第五話 裏切り(後編)
キィン!
 しかし、剣が竜の心臓を貫く事は無く、切っ先が刃こぼれした。
「…何て硬さなの…!?」
 攻撃される前に素早く間合いをきりながら、ミネアは再び剣を構えた。黒竜は特に何をする訳でも無く、ただ二人を鋭い眼光で見続けている…。
「…?」
 構えこそ解かなかったものの、ミネアは違和感を感じて…戸惑った。
「……敵意は…無いのですか…?」
「…へ?」
 共食いをしていたものと思っていたマーニャには意外な言葉だった。
グルゥ………
「あなたは一体…?」
 竜はただじっと二人を見ている…。その手には僅かな輝きを湛えている鏡があった。
「!…それは………」
 ミネアが全てを語り終える前に鏡が輝いて、再び光を撒き散らした。
「…きゃ…!」
 あまりの眩さに、二人は手で目を覆った。
「ラーの鏡……?何故あなたがそれを…」
 黒竜の代わりに二人の前に現れたのは、緑色の髪を持つ、自分達が勇者と呼ぶ者だった。
「……て事は…本物…??」
 ラーの鏡の名前は…ある種の職業の者…占い師ならばそれを代名詞にした店を持つ程の知名度のものであった。ミネアの姉であるマーニャもまた、ラーの鏡の代名詞…"真実の宝鏡"の名を耳にしていたので…思わずそう言葉が漏れた。
「じゃあさっきのはドラゴラム?…違うって…じゃあ何?……ええっ!?モシャス!?マジ!?」
 モシャス…扱いの難しい高度な呪文…と言うよりかなり特異な類の呪文に当たる為、習得したいという者が珍しいと言われる呪文である。
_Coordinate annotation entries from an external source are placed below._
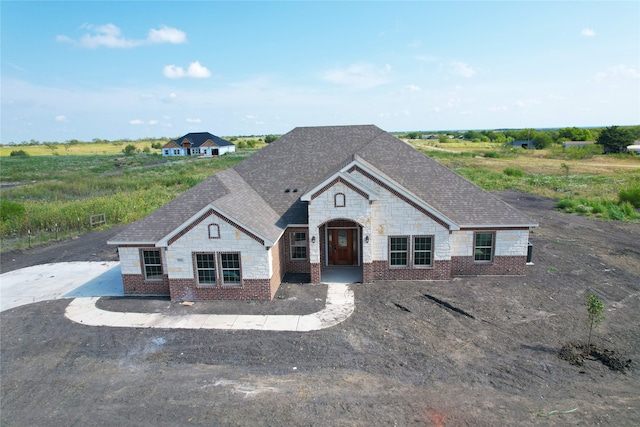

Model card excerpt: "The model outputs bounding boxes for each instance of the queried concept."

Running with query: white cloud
[487,105,509,113]
[451,62,476,78]
[147,25,187,44]
[513,98,540,108]
[162,61,211,79]
[56,24,187,49]
[580,28,596,37]
[594,65,640,82]
[322,63,391,90]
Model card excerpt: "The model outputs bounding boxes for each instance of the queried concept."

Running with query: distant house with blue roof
[162,132,236,157]
[511,140,534,148]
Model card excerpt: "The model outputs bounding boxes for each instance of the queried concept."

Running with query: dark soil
[0,192,640,426]
[558,342,631,372]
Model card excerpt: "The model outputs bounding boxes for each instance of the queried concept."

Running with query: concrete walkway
[65,283,355,332]
[0,262,355,332]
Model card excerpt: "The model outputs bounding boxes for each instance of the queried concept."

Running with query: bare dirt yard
[0,192,640,426]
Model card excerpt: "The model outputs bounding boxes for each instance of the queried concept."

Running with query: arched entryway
[318,219,363,283]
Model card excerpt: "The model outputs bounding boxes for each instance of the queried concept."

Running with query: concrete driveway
[0,262,355,332]
[0,261,124,311]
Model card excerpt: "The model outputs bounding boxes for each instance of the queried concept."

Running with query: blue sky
[0,0,640,144]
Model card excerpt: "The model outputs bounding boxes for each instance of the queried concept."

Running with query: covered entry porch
[318,219,364,283]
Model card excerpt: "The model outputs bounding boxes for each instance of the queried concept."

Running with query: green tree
[587,294,604,353]
[558,127,593,141]
[531,132,553,150]
[596,126,633,153]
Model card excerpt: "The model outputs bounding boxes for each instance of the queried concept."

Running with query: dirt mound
[558,342,631,372]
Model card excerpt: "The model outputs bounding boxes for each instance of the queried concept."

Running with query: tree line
[403,126,640,153]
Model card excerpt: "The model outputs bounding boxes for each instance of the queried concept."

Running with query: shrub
[618,186,640,209]
[502,168,524,177]
[557,199,576,210]
[0,199,26,221]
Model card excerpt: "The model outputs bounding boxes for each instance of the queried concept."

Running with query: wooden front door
[327,228,358,265]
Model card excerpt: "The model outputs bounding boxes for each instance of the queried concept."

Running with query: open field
[0,142,640,252]
[0,191,640,427]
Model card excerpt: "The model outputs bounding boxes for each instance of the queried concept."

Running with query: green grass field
[0,140,640,252]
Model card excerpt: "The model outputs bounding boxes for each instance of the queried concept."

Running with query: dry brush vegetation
[0,138,640,251]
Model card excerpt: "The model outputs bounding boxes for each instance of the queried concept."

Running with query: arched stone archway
[312,218,365,283]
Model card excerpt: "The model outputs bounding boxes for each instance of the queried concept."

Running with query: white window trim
[289,231,309,261]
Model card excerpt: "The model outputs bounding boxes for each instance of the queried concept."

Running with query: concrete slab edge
[64,284,355,332]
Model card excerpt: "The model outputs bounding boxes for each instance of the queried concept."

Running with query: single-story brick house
[162,132,236,157]
[109,125,537,300]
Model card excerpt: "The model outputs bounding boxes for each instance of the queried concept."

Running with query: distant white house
[162,132,236,157]
[627,145,640,154]
[562,141,596,148]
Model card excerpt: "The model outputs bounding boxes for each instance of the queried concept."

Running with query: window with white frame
[196,253,216,285]
[142,249,163,280]
[473,232,495,262]
[209,224,220,239]
[413,236,433,267]
[290,231,307,260]
[220,253,242,286]
[389,236,409,267]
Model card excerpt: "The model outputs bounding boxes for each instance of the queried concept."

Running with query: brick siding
[362,260,451,283]
[169,279,277,301]
[122,274,169,295]
[451,256,527,276]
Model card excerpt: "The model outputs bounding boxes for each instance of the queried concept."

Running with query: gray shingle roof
[112,125,534,244]
[169,132,233,148]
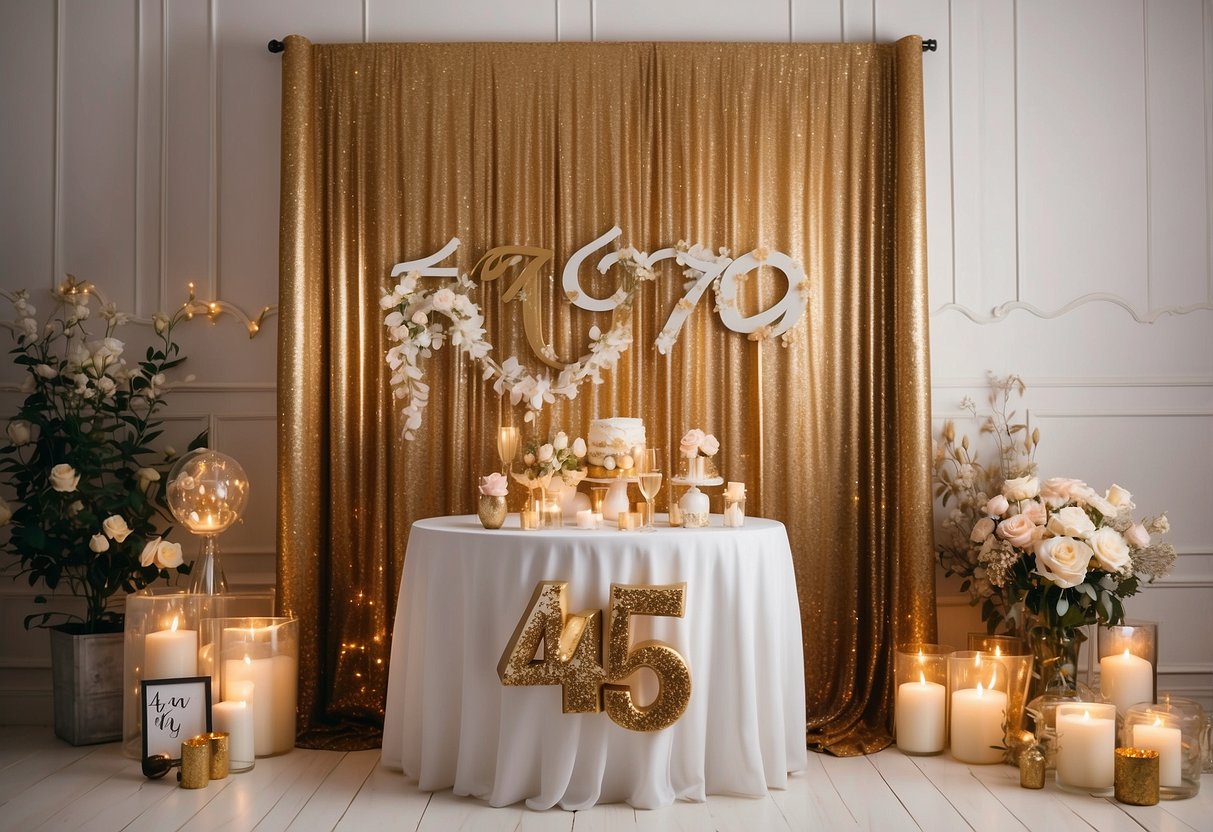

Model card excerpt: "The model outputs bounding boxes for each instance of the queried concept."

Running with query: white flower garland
[380,249,654,440]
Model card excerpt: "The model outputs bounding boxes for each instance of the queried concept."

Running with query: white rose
[985,494,1010,517]
[155,540,184,569]
[1104,483,1137,509]
[969,517,993,543]
[1124,523,1150,549]
[1048,506,1095,538]
[95,514,131,551]
[139,537,160,566]
[1087,526,1129,572]
[1002,477,1041,502]
[1036,537,1094,587]
[51,462,80,491]
[7,418,32,448]
[998,514,1038,548]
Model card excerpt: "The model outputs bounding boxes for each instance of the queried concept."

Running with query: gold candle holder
[178,734,211,788]
[1116,748,1158,807]
[204,731,232,780]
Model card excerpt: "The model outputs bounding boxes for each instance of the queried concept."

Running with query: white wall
[0,0,1213,722]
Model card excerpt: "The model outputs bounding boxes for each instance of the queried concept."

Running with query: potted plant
[0,275,201,745]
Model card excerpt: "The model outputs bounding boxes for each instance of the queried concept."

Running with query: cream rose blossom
[1036,537,1094,587]
[1048,506,1095,538]
[1002,477,1041,502]
[51,462,80,492]
[1087,526,1129,572]
[998,514,1037,548]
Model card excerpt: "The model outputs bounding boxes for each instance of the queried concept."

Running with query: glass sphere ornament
[165,448,249,595]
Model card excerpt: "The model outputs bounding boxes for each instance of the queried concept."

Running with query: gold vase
[477,494,506,529]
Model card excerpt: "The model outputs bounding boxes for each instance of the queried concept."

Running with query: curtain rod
[267,38,939,55]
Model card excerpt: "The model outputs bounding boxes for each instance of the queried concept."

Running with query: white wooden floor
[0,726,1213,832]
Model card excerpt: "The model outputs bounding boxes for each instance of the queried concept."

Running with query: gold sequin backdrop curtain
[278,36,935,753]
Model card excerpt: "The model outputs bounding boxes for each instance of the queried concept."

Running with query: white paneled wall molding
[0,0,1213,722]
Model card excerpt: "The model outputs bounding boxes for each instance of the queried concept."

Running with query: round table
[382,514,807,809]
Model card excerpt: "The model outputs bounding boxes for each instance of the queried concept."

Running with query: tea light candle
[895,673,947,754]
[952,684,1007,764]
[1133,717,1184,788]
[143,619,198,679]
[1057,705,1116,788]
[1099,648,1154,713]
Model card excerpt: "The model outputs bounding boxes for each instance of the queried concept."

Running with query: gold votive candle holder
[180,734,211,788]
[203,731,232,780]
[1115,748,1158,807]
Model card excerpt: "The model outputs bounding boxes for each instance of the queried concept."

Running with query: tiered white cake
[586,416,645,477]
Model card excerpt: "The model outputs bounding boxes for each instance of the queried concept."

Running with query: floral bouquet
[512,431,586,490]
[935,376,1175,688]
[0,277,201,632]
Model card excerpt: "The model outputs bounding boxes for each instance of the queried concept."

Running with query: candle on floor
[951,683,1007,764]
[894,673,947,754]
[1099,648,1154,713]
[1057,702,1116,790]
[143,619,198,679]
[1133,717,1184,788]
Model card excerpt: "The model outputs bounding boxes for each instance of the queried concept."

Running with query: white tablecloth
[382,514,807,809]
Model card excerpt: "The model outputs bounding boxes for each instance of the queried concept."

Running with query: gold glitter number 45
[497,581,690,731]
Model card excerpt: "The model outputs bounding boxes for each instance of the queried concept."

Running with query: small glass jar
[947,650,1010,765]
[1090,621,1158,716]
[1057,702,1116,797]
[893,642,952,754]
[1121,696,1205,800]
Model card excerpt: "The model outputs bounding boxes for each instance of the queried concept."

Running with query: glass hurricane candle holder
[165,448,249,595]
[1057,702,1116,797]
[947,650,1010,765]
[1092,621,1158,716]
[1121,696,1205,800]
[203,616,300,770]
[893,642,952,754]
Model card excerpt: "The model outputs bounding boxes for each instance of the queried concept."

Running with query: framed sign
[139,676,211,759]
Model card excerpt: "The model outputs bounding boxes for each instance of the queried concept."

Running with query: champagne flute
[637,448,661,531]
[497,424,519,474]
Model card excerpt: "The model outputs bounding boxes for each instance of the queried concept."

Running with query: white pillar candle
[1099,649,1154,713]
[143,619,198,679]
[952,684,1007,764]
[1133,718,1184,788]
[211,700,255,769]
[1057,707,1116,788]
[894,674,947,754]
[273,655,298,754]
[223,655,274,757]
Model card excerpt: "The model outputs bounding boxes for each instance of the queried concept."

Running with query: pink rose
[1036,537,1094,587]
[998,514,1036,548]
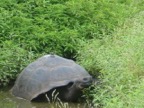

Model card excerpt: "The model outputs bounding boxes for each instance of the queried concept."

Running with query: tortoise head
[69,77,92,90]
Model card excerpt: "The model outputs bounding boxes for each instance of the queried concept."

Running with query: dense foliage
[80,11,144,108]
[0,0,136,84]
[0,0,144,108]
「…勇者様、服が少し焦げてますけど…どうなさったのですか?」
 言われて指差された所を改めた。袖が少し焦げている…。
「あ…あははは…ゴメンね。ホントに魔物だと思ってたから…。…え?キミもあたし達の偽者に?」
「あ…私も襲われました…。でも…今度のは姉さんだって一目で…。勇者様も見抜かれた様ですね。」
「う゛…!!気付いてなかったのって…あたしだけ…!?」
 ミネアの人を見る目と、青年が持つラーの鏡に対して、マーニャには手がかりとなりうる物が特に無かったため…魔物の正体を見破る事が出来なかったようだ。
「と言うか勇者クン!キミ、あたしにまでモシャスかけたでしょ!!しかもよりによってメタルスライムに!!」
「ええっ!?な…何でその様な……え?その方が逃げやすかったって?…そ…そうですか…。」
「…ああ、そういう事。…でもだからって…スライムなんかに変えるの止めてくれない?どうせなら…」
 不満そうに頬を膨らませるマーニャと複雑な気持ちのミネア…。だが、二人の顔からは既に疑いの心等微塵も感じられなかった。
―無表情で行動も分からないし……何を考えているのかまるで読めないケド…ぜんぶあたし達を思っての事なのよね。
―…今では…占いの事なんか関係無く…信じられる…。
 二人の少女は…この得体が知れずとも自分達を最後まで信じ切ったこの青年ならば…と確信に似たような気持ちを抱いた。彼本人がどう思っているのかを知る由等無く…。